Yang harus diwaspadai adalah fenomena
saat ini menunjukkan gejala yang sebaliknya. Sudah balig, namun akilnya
belum sampai. Lihat aja, anak TK aja sekarang udah ada yang pacaran ==”.
Ini yang mengkhawatirkan. Saat kebutuhan jasmaninya sudah mendewasa,
akilnya masih kekanakan. Sang akal belum dapat mengendalikan sempurna,
sedangkan nafsu dan ego sudah telanjur tinggi. Bahaya, bukan? Ini
menjadi peer tersendiri untuk orangtua sekarang ini (fuh, beratnya jadi
orang tua jaman sekarang).
Sebelum keduanya dicapai sang anak, maka
akan sulit untuk memberikan pendidikan mengenai kepemimpinan ini.
Dewasakanlah anak, sehingga ia dapat diajak berdialog.
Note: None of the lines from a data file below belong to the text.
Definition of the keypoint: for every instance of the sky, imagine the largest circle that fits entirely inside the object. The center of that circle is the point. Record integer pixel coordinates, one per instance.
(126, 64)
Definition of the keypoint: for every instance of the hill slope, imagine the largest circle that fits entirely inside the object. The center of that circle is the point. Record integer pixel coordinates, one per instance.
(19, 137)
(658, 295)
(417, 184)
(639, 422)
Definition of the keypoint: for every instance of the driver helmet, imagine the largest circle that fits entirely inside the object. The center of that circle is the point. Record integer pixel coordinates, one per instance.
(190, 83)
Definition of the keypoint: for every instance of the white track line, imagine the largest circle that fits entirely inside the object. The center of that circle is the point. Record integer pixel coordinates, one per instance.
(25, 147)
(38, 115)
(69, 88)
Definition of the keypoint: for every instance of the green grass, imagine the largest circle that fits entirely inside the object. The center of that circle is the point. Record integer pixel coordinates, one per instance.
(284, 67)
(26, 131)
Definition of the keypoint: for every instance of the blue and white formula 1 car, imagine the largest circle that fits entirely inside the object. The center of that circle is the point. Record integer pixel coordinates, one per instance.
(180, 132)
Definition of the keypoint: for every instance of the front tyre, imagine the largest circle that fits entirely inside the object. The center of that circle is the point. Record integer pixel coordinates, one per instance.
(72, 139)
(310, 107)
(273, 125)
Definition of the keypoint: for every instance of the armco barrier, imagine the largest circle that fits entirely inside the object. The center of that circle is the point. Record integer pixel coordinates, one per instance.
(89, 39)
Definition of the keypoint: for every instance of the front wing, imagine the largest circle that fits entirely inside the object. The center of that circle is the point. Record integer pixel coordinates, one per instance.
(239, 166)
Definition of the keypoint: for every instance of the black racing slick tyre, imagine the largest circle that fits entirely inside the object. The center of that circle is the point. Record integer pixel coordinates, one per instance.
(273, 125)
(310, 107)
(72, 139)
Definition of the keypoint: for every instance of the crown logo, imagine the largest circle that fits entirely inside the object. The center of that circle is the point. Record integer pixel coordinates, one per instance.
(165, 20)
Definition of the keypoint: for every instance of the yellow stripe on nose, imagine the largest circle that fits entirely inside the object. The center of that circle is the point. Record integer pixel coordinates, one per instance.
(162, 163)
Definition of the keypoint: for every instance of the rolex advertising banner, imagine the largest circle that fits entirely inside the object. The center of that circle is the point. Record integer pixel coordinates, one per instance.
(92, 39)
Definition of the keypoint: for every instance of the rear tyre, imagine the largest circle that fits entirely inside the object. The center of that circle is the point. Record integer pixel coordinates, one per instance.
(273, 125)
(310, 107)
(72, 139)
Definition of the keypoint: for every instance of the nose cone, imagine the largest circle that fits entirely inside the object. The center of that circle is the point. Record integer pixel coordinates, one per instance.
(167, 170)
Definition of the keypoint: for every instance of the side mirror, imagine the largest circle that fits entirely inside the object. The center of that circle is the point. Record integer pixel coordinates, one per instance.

Al Qur’an
mengisahkan Nabi Ibrahim mencontohkan hal ini:
“Maka tatkala anak itu sampai
(pada umur sanggup) berusaha bersama-sama Ibrahim, Ibrahim berkata: “Hai
anakku sesungguhnya aku melihat dalam mimpi bahwa aku
menyembelihmu, maka fikirkanlah apa pendapat mu! …” (QS.As-Shaffat:102)
b. Saat anak sudah dewasa (akil balig), Ikhlaskanlah anak menjadi seorang yang dewasa
Dikatakan bahwa (ini udah sering saya
denger tapi lupa dri metode mana ya T_T) cara mendidik anak yang tepat,
berdasarkan keadaan psikologis si anak adalah 7 tahun pertama dengan
menjadikannya raja, 7 tahun kedua dengan menjadikannya jundi/ prajurit,
dan 7 tahun ketiga dengan memposisikannya sebagai teman, setara. Selalu
berkomunikasi dengan kalimat instruksional akan memposisikan sang anak
selamanya menjadi anak buah.
Masih dalam Q.S. As Shaffat ayat: 102,
Nabi Ibrahim mengajak berbicara pada anaknya Ismail dengan
memposisikannya setara. Bayangkan jika Ismail masih diposisikan sebagai
anak kecil, pastilah Nabi Ibrahim menggunakan kalimat perintah. Akan
tetapi tidak, beliau menyampaikannya dengan kalimat berita, meminta
pendapat dari sang anak.
Saya beberapa kali menemukan orangtua
yang tidak rela anaknya tumbuh dewasa. Anaknya sudah dewasa tetapi masih
diperlakukan sebagai anak kecil. Diatur ini-itu, ditelepon setiap
beberapa jam sekali untuk menanyakan dia lagi ngapain, sama siapa, tidak
boleh bepergian selain dengan keluarga–intinya, tidak diperkenankan
membuat keputusan sendiri. Ada banyak kisah anak lelaki yang sudah
menikah saja, ibunya masih ngurusin ini-itu, seakan istri dan ibunya
rebutan :D.
Padahal, salahsatu tanda kedewasaan itu,
ia dapat membuat keputusan sendiri. Seorang pemimpin pun, dituntut untuk
mampu mengambil putusan-putusan yang tepat saat genting. Bagaimana jika
pemimpin tak dapat mengambil keputusan? akan kacau keadaan kaum yang
dipimpinnya.
Lalu apakah jawaban dari Ismail a.s. mengenai hal ini? masih dalam ayat yang sama:
“…ia menjawab: “Hai
bapakku, kerjakanlah apa yang diperintahkan kepada-mu; insya Allah kamu
akan mendapatiku termasuk orang-orang yang sabar.” (Q.S. As Shaffat:102)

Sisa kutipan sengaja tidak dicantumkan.